For all dimensional symptom and rating scales there was a wider distribution of scores for the 22q11 deletion syndrome group than for controls, but no evidence of bimodal distributions. In the population with the syndrome there were proportionately more young people who describe psychotic symptoms than the 25-30% who are predicted to go on to develop a psychotic illness. This suggests that there is a continuum of psychotic disorder within the 22q11 deletion syndrome group from mild to severe, with no clear division between affected and unaffected categories, at least during adolescence.
Comparison with previous studies of 22q11 deletion syndrome
There have been previous reports of mood-related psychopathology in
children and adolescents with 22q11 deletion syndrome
(Papolos et al, 1996; Arnold et al, 2001).
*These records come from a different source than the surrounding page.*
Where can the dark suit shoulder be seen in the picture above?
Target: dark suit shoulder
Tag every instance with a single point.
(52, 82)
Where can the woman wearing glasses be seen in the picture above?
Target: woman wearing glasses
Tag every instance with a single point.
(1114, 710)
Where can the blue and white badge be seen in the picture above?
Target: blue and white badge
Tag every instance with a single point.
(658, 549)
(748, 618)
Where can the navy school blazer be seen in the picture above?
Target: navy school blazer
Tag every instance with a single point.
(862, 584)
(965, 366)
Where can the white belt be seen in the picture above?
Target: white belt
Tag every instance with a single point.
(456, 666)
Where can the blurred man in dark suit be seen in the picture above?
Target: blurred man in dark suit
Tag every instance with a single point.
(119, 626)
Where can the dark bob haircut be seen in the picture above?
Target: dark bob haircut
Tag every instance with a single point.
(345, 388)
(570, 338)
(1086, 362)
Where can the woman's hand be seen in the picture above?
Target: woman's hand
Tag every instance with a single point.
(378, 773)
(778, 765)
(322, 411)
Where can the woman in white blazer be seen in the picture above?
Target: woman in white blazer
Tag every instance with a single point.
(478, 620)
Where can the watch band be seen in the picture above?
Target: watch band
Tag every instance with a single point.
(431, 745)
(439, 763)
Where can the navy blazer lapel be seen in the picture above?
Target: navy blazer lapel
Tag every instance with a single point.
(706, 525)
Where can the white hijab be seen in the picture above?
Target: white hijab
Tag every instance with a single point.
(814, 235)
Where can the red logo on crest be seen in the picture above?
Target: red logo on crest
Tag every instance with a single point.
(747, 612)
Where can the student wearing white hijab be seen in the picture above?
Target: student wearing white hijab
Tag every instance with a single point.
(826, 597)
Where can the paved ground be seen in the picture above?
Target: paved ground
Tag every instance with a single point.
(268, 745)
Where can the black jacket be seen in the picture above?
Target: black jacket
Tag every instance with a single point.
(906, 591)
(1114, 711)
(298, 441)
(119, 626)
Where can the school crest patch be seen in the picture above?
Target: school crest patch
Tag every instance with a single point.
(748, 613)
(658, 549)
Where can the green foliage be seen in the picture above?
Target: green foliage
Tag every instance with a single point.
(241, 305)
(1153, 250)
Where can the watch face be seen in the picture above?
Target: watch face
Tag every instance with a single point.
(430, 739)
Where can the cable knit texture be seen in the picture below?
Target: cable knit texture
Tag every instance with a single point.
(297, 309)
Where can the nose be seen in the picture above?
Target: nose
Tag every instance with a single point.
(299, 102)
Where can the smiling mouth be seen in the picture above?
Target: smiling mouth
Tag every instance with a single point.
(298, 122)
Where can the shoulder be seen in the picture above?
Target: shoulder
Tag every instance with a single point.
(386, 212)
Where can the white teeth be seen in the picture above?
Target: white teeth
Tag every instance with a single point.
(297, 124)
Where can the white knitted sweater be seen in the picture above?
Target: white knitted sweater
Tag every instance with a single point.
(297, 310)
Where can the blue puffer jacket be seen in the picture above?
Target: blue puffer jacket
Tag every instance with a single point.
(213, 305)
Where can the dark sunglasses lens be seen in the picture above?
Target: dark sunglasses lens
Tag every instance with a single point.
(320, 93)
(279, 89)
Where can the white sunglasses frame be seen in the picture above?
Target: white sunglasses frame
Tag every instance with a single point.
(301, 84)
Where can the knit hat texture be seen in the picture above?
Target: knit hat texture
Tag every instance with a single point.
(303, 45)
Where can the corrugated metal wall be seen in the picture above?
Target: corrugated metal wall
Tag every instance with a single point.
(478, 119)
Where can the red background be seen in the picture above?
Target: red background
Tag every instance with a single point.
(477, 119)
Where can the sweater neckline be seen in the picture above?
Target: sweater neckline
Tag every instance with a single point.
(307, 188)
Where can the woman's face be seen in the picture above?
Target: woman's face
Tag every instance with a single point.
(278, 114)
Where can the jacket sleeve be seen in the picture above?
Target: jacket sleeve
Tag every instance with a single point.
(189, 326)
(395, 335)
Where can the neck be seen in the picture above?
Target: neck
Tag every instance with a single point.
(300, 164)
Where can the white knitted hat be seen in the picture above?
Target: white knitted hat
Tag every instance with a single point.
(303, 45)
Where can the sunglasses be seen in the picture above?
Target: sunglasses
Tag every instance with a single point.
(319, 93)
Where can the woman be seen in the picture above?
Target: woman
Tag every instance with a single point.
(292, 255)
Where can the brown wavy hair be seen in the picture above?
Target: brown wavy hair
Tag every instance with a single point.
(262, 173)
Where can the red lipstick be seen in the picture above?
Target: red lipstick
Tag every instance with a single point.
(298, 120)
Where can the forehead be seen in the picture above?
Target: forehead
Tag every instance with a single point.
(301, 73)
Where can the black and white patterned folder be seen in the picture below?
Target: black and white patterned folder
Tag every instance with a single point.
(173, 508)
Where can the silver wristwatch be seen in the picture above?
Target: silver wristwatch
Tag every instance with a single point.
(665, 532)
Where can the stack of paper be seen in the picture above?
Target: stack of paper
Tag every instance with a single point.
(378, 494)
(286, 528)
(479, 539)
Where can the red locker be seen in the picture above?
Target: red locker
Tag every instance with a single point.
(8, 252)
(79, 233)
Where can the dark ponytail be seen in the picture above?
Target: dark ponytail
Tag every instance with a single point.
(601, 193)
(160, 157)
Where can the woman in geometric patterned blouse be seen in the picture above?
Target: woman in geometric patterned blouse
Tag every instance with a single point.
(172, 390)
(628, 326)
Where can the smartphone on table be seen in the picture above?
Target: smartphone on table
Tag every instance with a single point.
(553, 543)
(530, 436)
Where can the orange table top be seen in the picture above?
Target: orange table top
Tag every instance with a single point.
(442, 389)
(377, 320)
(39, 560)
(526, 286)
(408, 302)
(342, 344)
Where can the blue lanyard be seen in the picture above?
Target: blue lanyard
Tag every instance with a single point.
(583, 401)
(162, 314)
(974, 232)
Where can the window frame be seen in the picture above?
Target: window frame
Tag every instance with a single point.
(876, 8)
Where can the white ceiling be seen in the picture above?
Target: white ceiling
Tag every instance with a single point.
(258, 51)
We have observed that other disruptions to thought and behaviour also are
common. The current study is the first to include a control group of
adolescents with learning disability, confirming that these features are not
non-specific consequences of neurodevelopmental disorder. Previous
case-control studies involving mostly younger children with 22q11 deletion
syndrome have found no marked differences between groups in rates of
psychiatric disorder (Swillen et
al, 2001; Feinstein
et al, 2002). The contrast with our findings in
adolescents could have a variety of explanations. First, critical
developmental processes relevant to the emergence of later psychotic illness
may occur during later childhood or around the time of puberty. Second,
subjective schizotypal phenomena may be present at an earlier age, but
individuals are not able to articulate these symptoms until they have reached
sufficient levels of cognitive and linguistic attainment. In middle childhood,
liability to psychotic symptoms may manifest as non-specific childhood
behavioural disturbance, such as separation anxiety, sleep disturbance and
somatic complaints (Miller et al,
2002a). We found self-report by adolescents to be an
essential resource for determining the presence and content of psychotic
phenomena. Previous investigators interviewed parents of individuals with
22q11 deletion syndrome but not the children themselves, and therefore would
not have been made aware of these features.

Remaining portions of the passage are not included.